Calculating international GPAs is a bit of a challenge, but we still do give it a shot. There are 4 primary tools that we use when calculating GPAs for school systems with which we are unfamiliar.
First, many, but not all, schools give us a translation system. When they do, we ordinarily use those.
Second, EducationUSA offices in many countries provide a conversion chart and/or can often help us with the effort.
Third, there are professional transcript evaluation firms that we work with. Some schools (especially graduate schools) use these firms to analyze each and every transcript. We don't, but we do use conversion charts that they provide to colleges and universities.
Finally, in rare cases where none of the above work, we use external exam marks, teacher and counselor comments, comparison to class averages, etc. to make a best guess. Because we use a holistic review system, if we're off a few decimal places it doesn't really matter all that much.
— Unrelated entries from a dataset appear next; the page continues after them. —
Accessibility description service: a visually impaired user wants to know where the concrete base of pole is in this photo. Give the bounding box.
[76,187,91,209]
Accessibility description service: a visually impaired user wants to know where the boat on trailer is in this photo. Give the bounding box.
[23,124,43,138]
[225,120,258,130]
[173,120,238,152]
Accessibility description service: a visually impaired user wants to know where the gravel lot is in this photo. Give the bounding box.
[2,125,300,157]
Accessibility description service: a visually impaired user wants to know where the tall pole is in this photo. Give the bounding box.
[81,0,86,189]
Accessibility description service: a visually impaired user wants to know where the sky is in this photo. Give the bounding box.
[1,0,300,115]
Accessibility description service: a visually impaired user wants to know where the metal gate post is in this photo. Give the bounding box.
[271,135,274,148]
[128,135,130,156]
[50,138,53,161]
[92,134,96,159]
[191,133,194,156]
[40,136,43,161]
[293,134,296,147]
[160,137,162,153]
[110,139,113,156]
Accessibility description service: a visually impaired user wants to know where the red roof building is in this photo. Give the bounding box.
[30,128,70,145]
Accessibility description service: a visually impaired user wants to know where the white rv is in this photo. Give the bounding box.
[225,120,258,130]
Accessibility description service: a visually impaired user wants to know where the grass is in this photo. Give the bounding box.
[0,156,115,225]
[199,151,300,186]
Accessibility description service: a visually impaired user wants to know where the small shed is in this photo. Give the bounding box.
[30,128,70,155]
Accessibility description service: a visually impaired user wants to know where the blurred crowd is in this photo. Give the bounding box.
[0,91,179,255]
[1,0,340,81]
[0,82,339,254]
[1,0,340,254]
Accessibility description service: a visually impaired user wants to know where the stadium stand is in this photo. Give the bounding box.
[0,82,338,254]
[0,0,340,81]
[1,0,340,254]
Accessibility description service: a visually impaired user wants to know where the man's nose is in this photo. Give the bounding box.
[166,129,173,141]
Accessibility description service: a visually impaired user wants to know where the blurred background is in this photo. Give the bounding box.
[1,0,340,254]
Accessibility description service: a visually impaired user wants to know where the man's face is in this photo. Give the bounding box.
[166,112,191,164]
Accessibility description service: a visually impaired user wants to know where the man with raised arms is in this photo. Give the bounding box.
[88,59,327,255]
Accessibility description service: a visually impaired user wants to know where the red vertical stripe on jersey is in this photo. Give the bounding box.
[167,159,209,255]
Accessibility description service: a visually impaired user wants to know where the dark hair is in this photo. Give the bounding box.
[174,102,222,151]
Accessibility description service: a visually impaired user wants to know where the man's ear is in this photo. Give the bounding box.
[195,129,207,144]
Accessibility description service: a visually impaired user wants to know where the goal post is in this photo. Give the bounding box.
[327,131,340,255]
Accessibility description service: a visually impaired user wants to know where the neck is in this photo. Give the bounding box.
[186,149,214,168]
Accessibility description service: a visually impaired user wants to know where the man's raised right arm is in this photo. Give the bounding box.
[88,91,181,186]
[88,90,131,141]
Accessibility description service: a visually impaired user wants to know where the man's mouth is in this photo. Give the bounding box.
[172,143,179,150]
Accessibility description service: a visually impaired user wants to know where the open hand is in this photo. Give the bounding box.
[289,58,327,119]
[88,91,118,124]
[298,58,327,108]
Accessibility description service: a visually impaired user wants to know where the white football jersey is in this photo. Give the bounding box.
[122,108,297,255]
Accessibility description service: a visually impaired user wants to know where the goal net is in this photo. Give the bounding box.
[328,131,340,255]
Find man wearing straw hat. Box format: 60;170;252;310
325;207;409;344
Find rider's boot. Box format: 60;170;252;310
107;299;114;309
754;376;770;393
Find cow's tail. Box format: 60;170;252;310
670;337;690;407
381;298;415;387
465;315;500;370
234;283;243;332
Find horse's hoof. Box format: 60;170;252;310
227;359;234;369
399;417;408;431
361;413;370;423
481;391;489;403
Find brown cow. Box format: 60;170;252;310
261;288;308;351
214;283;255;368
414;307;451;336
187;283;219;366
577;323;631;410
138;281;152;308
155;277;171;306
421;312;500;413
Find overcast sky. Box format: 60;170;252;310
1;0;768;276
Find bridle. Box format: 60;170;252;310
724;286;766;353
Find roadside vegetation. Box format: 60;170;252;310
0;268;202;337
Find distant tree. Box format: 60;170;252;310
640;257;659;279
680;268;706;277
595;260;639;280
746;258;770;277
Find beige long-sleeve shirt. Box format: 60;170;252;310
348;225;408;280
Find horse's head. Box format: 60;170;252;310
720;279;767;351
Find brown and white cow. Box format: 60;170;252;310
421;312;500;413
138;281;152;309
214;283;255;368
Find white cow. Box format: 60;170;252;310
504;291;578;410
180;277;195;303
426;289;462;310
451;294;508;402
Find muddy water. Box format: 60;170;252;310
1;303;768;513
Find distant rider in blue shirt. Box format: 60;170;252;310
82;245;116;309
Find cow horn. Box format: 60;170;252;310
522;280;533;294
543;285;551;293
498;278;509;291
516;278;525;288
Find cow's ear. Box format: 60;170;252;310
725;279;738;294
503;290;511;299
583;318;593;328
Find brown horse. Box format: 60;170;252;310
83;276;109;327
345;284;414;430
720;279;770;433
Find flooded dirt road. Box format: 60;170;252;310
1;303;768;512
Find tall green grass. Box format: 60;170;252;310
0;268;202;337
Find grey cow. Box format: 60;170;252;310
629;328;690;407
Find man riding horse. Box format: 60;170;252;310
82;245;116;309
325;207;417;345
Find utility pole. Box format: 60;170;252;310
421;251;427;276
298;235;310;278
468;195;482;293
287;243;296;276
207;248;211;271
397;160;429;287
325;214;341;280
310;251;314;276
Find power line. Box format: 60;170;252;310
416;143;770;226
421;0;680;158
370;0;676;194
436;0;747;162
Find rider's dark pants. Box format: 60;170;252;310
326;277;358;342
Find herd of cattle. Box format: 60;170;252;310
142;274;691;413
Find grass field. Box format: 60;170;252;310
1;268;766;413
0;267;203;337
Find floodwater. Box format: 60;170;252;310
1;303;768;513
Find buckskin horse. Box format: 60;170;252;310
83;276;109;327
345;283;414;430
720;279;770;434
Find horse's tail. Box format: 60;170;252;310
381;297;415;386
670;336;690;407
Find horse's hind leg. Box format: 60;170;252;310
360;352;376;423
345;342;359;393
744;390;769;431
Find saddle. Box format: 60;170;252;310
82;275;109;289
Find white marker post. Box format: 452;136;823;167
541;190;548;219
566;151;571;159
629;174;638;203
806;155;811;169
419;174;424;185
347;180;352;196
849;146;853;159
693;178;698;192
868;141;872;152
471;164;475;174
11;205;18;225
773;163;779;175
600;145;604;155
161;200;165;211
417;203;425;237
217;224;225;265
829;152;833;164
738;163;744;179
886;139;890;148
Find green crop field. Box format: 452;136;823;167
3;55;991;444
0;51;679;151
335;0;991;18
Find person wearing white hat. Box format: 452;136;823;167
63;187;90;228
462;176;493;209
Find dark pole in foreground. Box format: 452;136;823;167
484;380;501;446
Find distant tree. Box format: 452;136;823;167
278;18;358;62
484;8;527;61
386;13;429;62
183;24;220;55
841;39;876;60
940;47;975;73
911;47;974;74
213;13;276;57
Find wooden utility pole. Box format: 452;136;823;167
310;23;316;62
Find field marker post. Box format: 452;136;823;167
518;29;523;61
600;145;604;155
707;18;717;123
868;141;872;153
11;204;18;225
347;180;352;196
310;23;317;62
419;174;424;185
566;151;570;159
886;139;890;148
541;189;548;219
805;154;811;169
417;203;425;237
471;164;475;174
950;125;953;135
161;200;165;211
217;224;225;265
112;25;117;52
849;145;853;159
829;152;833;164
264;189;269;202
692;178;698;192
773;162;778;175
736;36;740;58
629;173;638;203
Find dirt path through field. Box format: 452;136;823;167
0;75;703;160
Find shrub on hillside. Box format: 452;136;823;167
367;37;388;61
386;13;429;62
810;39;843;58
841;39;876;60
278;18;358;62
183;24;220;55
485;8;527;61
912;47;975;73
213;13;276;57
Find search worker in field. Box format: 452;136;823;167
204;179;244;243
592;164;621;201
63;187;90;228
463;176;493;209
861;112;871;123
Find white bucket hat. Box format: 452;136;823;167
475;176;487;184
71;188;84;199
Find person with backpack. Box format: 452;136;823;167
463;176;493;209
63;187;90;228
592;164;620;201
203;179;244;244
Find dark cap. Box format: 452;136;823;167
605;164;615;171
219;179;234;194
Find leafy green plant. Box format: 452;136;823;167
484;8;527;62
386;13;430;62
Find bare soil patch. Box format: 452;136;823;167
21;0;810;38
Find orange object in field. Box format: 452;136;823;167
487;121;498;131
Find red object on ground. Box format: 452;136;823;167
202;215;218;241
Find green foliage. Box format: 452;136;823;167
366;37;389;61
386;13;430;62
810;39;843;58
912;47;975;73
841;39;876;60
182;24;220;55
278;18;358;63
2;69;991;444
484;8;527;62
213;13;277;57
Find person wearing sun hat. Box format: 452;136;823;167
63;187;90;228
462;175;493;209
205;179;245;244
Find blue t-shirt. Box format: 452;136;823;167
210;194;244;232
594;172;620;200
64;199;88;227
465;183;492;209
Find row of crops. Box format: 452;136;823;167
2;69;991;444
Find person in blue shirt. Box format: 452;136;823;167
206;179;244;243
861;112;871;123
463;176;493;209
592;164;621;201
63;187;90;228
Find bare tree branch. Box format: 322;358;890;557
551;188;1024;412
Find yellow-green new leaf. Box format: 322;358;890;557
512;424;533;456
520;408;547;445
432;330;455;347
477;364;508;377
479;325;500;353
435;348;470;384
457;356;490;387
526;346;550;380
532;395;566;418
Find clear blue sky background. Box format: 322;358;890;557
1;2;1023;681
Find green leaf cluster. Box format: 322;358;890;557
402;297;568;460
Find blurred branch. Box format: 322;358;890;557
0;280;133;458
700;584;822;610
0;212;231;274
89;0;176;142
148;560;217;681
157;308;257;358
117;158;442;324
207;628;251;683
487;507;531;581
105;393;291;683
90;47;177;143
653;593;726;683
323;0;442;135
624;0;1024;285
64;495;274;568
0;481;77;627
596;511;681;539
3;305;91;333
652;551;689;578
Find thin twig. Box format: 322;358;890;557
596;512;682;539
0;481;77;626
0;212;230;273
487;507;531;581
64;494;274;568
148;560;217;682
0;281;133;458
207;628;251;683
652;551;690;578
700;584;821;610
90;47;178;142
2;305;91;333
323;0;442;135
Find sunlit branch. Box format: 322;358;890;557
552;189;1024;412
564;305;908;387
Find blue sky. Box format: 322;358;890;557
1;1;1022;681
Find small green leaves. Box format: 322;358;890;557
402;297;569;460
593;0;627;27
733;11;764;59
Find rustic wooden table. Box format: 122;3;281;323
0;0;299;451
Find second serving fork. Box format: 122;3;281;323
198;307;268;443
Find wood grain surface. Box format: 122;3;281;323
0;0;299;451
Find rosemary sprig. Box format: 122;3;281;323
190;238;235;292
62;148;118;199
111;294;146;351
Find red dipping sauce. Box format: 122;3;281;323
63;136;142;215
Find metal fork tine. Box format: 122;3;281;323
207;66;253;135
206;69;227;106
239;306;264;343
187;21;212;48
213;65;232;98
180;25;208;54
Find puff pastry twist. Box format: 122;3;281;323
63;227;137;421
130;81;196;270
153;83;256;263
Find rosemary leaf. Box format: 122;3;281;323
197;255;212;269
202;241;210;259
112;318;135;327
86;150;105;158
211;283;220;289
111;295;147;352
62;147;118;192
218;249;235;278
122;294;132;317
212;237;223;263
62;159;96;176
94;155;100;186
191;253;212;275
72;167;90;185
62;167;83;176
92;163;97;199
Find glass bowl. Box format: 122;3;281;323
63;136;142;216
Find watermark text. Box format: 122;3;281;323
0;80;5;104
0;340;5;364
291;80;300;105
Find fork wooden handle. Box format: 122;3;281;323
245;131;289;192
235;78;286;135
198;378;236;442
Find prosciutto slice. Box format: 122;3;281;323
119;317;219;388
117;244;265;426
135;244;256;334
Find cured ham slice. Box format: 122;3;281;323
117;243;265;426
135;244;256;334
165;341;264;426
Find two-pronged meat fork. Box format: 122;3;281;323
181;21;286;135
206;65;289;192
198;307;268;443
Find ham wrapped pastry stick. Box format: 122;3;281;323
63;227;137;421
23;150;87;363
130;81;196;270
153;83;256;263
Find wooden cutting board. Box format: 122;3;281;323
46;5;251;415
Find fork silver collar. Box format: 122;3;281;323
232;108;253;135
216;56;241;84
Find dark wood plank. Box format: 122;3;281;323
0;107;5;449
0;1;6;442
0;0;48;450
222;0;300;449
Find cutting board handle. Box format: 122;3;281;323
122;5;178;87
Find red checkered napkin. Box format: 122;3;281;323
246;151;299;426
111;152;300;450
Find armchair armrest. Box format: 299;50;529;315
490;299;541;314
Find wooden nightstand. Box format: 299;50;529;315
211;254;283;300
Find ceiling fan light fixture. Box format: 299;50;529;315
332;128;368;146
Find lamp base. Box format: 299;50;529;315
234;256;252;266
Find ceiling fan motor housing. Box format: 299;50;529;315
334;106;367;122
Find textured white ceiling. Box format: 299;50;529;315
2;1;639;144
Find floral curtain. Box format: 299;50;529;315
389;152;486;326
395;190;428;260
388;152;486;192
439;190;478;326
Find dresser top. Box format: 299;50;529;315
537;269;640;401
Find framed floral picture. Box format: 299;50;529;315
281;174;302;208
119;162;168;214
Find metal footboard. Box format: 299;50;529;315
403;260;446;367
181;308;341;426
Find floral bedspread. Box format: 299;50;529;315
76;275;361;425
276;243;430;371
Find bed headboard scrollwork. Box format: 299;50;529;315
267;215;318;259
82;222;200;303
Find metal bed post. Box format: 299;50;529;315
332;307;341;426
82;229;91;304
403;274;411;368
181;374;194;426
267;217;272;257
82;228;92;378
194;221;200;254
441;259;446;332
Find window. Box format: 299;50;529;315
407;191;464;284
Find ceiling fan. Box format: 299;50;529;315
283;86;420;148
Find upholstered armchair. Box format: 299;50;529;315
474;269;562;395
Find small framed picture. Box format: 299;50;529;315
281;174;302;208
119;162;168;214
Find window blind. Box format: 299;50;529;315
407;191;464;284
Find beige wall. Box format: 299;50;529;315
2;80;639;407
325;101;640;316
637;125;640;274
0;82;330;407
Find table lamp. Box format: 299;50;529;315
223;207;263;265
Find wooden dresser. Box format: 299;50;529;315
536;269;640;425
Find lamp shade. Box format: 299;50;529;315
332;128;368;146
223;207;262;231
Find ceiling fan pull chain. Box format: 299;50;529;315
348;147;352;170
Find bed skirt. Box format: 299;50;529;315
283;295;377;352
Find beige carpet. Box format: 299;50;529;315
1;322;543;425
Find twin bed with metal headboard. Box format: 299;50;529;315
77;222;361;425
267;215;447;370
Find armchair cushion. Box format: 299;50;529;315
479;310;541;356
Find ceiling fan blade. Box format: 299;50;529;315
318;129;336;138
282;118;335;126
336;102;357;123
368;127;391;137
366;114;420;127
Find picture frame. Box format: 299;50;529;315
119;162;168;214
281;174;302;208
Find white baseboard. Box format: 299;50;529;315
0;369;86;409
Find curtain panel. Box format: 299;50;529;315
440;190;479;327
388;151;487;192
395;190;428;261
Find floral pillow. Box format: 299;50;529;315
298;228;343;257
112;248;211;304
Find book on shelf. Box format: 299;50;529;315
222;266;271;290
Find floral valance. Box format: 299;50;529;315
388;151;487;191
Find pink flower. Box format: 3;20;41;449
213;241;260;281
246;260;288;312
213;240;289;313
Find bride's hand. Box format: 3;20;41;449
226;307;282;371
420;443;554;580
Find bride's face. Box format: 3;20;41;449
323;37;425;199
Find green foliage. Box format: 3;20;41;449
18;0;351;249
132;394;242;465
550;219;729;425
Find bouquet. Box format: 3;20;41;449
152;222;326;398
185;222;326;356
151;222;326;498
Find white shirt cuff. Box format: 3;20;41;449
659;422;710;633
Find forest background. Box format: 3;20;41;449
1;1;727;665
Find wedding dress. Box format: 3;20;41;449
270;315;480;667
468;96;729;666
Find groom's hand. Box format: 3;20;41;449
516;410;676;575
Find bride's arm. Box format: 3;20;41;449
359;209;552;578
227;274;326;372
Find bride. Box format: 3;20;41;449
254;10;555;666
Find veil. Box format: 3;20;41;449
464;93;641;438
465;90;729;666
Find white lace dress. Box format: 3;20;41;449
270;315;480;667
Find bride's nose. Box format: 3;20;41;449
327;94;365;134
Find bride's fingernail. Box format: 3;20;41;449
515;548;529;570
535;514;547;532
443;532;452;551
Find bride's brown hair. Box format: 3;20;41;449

In some educational systems exit exams are considered much more important than the coursework that leads to the results. Examples of this are the A-level system in many parts of the world, the WAEC in West Africa, the Cape Exams in the Caribbean, etc. Students studying in one of these systems should know that at Oberlin we place more emphasis on the internal coursework grades than we do on these exit exams. It isn't that we ignore exit exams, but our educational system is much more interested in the process of learning and in developing lifelong learning skills and much less on what you have managed to memorize for an exit exam. Thus we really like to see students who have excelled in the process of learning as assessed by internal marks.